The angle at which material is sprayed from the gun head is critical to the coating process, as is the gun head speed of movement. Moreover, a distance must be constantly maintained between the gun head and body surface. Through years of experience, the operators learn to control the gun head using their bodies and senses. For example, in the actual coating process they stop the gun just before the coating material being sprayed onto the surface would start to run. The coating film they create is even in all areas, with precision ensured down to a level of microns.

Before this kind of expertise could be passed on to the robot, each separate technique would have to be analyzed in detail. Of course, the skilled operators were also human beings; they simply could not give their very best performance time after time. Therefore, the team recorded its coating operation on video in order to pinpoint the optimal actions. Next, the most effective gun actions were chosen according to three criteria: the spray angle of coating material at the gun head, distance from the body, and the gun's speed of movement. Teaching sheets were then created in order to transplant the coating techniques to the robot.

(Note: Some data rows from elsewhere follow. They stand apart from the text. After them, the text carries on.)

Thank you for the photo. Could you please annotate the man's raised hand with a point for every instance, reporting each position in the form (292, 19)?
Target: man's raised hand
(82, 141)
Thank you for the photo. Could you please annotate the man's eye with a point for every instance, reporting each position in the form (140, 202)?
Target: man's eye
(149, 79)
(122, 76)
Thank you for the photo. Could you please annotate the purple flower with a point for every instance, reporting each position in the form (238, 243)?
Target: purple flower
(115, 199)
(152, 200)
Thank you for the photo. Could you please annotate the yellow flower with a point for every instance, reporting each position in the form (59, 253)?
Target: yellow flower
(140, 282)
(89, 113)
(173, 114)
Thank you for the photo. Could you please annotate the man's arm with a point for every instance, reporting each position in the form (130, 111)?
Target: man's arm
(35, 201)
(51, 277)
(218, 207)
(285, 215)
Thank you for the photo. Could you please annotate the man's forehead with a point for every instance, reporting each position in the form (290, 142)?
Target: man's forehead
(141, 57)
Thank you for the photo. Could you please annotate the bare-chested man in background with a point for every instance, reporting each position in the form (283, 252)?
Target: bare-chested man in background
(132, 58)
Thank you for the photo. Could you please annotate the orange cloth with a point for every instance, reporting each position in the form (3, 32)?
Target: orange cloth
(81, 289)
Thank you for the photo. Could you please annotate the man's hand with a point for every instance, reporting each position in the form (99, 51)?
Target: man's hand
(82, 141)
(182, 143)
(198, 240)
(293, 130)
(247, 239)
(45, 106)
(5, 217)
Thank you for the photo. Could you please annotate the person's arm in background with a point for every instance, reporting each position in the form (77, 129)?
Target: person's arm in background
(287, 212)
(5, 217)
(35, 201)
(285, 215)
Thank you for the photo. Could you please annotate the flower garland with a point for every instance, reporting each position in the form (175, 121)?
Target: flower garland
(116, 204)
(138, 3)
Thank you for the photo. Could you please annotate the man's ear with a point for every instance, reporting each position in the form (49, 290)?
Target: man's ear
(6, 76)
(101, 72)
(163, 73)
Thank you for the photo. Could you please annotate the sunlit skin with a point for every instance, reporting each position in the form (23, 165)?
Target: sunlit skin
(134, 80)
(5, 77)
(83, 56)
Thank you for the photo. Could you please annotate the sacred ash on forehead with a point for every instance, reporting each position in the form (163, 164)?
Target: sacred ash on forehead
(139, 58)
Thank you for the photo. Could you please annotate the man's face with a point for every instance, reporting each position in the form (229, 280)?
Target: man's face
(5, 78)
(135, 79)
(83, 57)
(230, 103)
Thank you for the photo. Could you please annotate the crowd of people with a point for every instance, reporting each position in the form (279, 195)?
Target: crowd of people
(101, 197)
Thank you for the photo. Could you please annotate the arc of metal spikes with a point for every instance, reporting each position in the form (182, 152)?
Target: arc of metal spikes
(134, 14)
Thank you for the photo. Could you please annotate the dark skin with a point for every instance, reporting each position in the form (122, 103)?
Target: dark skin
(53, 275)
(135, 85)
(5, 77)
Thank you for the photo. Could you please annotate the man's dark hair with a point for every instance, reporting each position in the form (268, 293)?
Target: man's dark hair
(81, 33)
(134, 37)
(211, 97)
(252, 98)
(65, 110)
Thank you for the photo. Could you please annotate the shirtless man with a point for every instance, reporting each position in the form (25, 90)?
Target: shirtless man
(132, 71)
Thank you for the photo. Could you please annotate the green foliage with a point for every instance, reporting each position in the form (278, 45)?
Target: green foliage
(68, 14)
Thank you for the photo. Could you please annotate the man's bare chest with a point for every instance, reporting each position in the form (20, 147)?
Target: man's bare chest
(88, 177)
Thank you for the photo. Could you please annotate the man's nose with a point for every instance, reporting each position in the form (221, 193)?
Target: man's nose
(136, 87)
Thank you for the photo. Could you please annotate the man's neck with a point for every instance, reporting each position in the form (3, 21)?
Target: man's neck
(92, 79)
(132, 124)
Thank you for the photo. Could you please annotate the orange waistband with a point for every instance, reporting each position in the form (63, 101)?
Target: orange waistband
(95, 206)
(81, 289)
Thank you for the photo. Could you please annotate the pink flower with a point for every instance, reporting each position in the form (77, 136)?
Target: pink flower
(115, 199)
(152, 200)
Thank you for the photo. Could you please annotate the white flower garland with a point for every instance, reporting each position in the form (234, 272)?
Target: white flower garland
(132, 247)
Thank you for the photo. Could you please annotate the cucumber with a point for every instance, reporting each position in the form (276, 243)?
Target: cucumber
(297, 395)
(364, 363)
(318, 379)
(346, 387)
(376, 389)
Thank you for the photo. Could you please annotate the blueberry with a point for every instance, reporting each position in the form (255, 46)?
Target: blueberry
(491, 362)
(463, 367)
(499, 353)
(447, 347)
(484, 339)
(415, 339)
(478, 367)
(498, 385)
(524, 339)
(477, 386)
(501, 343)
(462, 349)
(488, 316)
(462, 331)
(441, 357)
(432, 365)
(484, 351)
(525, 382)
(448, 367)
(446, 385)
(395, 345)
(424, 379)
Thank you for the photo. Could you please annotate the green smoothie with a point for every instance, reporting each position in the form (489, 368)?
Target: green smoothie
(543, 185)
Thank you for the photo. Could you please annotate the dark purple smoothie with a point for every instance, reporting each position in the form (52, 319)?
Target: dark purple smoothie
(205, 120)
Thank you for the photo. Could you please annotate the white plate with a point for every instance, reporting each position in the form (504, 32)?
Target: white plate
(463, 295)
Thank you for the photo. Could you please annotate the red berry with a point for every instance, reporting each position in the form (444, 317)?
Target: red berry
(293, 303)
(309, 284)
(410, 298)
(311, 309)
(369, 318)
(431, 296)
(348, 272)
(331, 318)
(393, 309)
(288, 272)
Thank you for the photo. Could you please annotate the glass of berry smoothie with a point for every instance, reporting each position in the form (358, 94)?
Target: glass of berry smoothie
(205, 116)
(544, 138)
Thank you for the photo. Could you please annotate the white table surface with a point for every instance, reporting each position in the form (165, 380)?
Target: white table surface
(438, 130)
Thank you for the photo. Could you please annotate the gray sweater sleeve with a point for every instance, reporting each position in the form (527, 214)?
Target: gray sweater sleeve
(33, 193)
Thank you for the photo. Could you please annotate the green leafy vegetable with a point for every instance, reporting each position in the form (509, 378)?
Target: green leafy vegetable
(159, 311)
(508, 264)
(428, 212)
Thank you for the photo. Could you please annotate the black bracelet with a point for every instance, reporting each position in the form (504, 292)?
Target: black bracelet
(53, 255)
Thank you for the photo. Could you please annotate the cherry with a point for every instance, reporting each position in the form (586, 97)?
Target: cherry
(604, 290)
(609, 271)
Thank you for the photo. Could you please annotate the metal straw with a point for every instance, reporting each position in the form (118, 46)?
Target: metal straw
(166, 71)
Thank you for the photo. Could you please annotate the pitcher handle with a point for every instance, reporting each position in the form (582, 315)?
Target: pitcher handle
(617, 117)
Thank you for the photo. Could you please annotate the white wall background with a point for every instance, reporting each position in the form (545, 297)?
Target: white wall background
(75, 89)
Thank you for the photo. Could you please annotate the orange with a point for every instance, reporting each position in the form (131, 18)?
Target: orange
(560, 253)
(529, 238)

"Operators acquire their skills through years of experience," said Hiroshi Arai, who was involved in the development as engineer in charge of coatings at EG's Third Engineering Block. "These techniques are therefore very logical, and they truly reflect human wisdom. In today's computer age, the promotion of automation depends on how to incorporate these techniques and make use of that human wisdom."

The task of teaching the robot began in November of that year. A cone-shaped jig was attached to the head of the robot's gun as a means of simulating the spray angle of the coating material. Using a hand-held console, the operators input their skills to the computer. In the beginning, it was quite a struggle. Although the robots were taught the actions exactly as performed by the operators, it did not mean the machines could immediately begin by producing the greatest degree of coating quality.

Since the body surfaces had many curves, the team often found it necessary to fine-tune the data it had entered in order to align the movement of the robot with the actual contours of the body. Another problem was that the teaching sheet specified only the total time of a coating operation. The specific spray pattern used to complete the operation within the specified time depended on the expertise of individual operators. To enable the robot to operate at the same level of effectiveness, trials using a dummy vehicle were repeated in order to determine the optimal spray pattern.

A relatively higher degree of difficulty was encountered in teaching the robot to emulate coating actions along the body's inner panels and there was more limited workspace available. For example, to paint a corner area of the door, the operators would take several steps to complete the coating of the edge at the corner of the door, because doing so allowed them to maintain constant gun speed and ensure even coating. The team attempted teaching the robot to perform a one-shot coating along the edge of the door corner, but the resulting coating film was still uneven. This revealed that the method used by the operators was more practical.

The development team analyzed each individual operator action for assimilation by the robots. Moreover, they repeated that process for each Honda model so that the robots could handle the line being produced by the factory.